Bergeron Karen, Julien Pierre, Davis Teresa A, Myre Alexandre, Thivierge M Carole
Department of Animal Science, Faculty of Food Sciences and Agriculture, Laval University Québec, Québec, Canada.
J Lipid Res. 2007 Nov;48(11):2396-410. doi: 10.1194/jlr.M700166-JLR200. Epub 2007 Aug 2.
This study investigated the role of long-chain n-3 polyunsaturated fatty acids (LCn-3PUFAs) of muscle phospholipids in the regulation of neonatal metabolism. Twenty-eight piglets were weaned at 2 days of age and raised on one of two milk formulas that consisted of either a control formula supplying 0% or a formula containing 3.5% LCn-3PUFAs until 10 or 28 days of age. There was a developmental decline in the insulin sensitivity of amino acid disposal in control pigs during the first month of life, with a slope of -2.24 micromol.kg(-1).h(-1) (P = 0.01) per unit of insulin increment, as assessed using hyperinsulinemic-euglycemic-euaminoacidemic clamps. LCn-3PUFA feeding blunted this developmental decline, resulting in differing insulin sensitivities (P < 0.001). When protein metabolism was assessed under parenteral feeding-induced hyperinsulinemia, LCn-3PUFAs reduced by 16% whole body oxidative losses of amino acids (from 238 to 231 micromol.kg(-1).h(-1); P = 0.06), allowing 41% more amino acids to accrete into body proteins (from 90 to 127 micromol.kg(-1).h(-1); P = 0.06). The fractional synthetic rate of muscle mixed proteins remained unaltered by the LCn-3PUFA feeding. However, LCn-3PUFAs retarded a developmental increase in the essential-to-nonessential amino acid ratio of the muscle intracellular free pool (P = 0.05). Overall, alterations in metabolism were concomitant with a preferential incorporation of LCn-3PUFAs into muscle total membrane phospholipids (P < 0.001), in contrast to intramuscular triglycerides. These results underscore the potential role of LCn-3PUFAs as regulators of different aspects of protein metabolism in the neonate.
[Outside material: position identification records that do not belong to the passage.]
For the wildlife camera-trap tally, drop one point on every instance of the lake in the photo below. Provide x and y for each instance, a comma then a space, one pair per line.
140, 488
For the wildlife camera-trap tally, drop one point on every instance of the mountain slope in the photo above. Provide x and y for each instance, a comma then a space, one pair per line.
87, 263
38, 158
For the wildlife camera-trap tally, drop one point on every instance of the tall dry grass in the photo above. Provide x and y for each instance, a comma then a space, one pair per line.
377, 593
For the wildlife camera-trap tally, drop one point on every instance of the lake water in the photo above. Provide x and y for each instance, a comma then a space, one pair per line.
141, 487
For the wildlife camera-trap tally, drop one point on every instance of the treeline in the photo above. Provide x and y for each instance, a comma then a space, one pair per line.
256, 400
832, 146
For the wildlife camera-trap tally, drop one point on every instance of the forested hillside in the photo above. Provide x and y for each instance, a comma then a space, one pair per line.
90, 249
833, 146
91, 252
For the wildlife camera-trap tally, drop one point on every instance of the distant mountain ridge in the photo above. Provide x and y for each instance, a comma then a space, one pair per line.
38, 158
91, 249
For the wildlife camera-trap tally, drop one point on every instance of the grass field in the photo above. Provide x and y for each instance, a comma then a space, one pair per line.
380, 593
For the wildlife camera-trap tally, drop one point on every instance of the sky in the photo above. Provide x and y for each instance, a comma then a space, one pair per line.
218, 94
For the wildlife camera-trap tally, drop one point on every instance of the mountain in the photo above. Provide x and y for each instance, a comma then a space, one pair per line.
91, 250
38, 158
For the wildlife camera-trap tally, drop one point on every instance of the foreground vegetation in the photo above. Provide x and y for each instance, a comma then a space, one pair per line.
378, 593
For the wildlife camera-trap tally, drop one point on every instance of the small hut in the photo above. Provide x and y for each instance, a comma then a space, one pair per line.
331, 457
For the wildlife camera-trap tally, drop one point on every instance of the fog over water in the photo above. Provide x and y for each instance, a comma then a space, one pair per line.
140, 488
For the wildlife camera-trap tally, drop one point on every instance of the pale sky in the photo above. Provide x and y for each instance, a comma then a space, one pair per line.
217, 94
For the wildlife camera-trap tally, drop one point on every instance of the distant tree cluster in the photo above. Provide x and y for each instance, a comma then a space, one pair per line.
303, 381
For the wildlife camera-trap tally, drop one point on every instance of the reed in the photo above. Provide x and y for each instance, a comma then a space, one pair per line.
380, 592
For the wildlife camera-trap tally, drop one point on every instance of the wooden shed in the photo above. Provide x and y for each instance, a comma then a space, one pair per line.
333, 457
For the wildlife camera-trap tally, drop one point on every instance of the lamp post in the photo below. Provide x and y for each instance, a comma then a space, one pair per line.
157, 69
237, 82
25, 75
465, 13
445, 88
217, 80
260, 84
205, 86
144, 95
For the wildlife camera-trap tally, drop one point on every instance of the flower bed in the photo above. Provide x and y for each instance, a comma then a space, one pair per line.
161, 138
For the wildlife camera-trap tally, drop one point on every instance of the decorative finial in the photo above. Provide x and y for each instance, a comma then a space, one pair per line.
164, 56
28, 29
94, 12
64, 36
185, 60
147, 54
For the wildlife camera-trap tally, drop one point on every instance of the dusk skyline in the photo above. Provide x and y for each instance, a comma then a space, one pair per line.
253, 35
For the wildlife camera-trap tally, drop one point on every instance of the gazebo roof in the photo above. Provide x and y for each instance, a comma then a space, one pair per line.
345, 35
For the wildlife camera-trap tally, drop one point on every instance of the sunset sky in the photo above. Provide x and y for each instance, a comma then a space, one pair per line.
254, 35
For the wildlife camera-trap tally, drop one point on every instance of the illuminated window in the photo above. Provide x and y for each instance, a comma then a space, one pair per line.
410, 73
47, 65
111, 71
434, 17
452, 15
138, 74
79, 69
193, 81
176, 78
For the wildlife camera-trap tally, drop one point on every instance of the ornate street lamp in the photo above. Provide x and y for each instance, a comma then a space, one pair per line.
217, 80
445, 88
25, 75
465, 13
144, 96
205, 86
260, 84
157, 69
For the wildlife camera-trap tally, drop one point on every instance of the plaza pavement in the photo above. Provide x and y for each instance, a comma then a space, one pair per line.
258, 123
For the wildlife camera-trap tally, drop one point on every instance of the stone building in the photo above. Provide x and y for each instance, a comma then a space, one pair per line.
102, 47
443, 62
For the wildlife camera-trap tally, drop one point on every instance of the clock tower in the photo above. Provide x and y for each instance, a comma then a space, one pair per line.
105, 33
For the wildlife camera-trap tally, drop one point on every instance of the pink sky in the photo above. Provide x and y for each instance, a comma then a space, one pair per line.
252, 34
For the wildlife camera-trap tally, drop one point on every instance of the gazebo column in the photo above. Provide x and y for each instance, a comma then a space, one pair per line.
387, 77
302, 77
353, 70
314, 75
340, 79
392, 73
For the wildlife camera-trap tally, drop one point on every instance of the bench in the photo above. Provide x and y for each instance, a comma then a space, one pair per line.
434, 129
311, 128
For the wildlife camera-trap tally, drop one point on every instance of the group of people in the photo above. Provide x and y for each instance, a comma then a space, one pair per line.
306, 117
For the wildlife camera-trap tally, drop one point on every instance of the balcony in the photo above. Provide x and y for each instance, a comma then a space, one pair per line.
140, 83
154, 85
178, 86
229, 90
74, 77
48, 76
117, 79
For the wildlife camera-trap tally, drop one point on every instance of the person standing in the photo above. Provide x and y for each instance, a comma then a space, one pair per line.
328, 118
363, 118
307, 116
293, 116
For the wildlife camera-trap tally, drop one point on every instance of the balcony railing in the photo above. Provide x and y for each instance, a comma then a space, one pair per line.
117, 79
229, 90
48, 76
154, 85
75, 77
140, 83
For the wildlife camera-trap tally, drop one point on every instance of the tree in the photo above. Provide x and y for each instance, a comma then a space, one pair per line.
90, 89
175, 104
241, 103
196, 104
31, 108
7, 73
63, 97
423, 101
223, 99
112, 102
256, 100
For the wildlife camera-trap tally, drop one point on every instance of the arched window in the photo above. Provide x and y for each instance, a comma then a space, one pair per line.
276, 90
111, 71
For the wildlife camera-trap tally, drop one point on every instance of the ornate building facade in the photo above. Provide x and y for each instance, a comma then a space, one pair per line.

本研究调查了肌肉磷脂中的长链n-3多不饱和脂肪酸(LCn-3PUFAs)在新生儿代谢调节中的作用。28头仔猪在2日龄时断奶,并采用两种乳配方之一饲养,一种是提供0% LCn-3PUFAs的对照配方,另一种是含3.5% LCn-3PUFAs的配方,直至10日龄或28日龄。在出生后的第一个月,对照仔猪氨基酸处理的胰岛素敏感性呈发育性下降,每单位胰岛素增量的斜率为-2.24 μmol·kg⁻¹·h⁻¹(P = 0.01),这是通过高胰岛素-正常血糖-正常氨基酸钳夹技术评估得出的。喂养LCn-3PUFAs可减弱这种发育性下降,导致胰岛素敏感性出现差异(P < 0.001)。当在肠外喂养诱导的高胰岛素血症状态下评估蛋白质代谢时,LCn-3PUFAs使全身氨基酸氧化损失减少了16%(从238降至231 μmol·kg⁻¹·h⁻¹;P = 0.06),使更多氨基酸(41%)能够积累到身体蛋白质中(从90增至127 μmol·kg⁻¹·h⁻¹;P = 0.06)。LCn-3PUFAs喂养并未改变肌肉混合蛋白的合成率。然而,LCn-3PUFAs延缓了肌肉细胞内游离池中必需氨基酸与非必需氨基酸比例的发育性增加(P = 0.05)。总体而言,代谢变化伴随着LCn-3PUFAs优先掺入肌肉总膜磷脂中(P < 0.001),与肌肉内甘油三酯情况相反。这些结果强调了LCn-3PUFAs作为新生儿蛋白质代谢不同方面调节因子的潜在作用。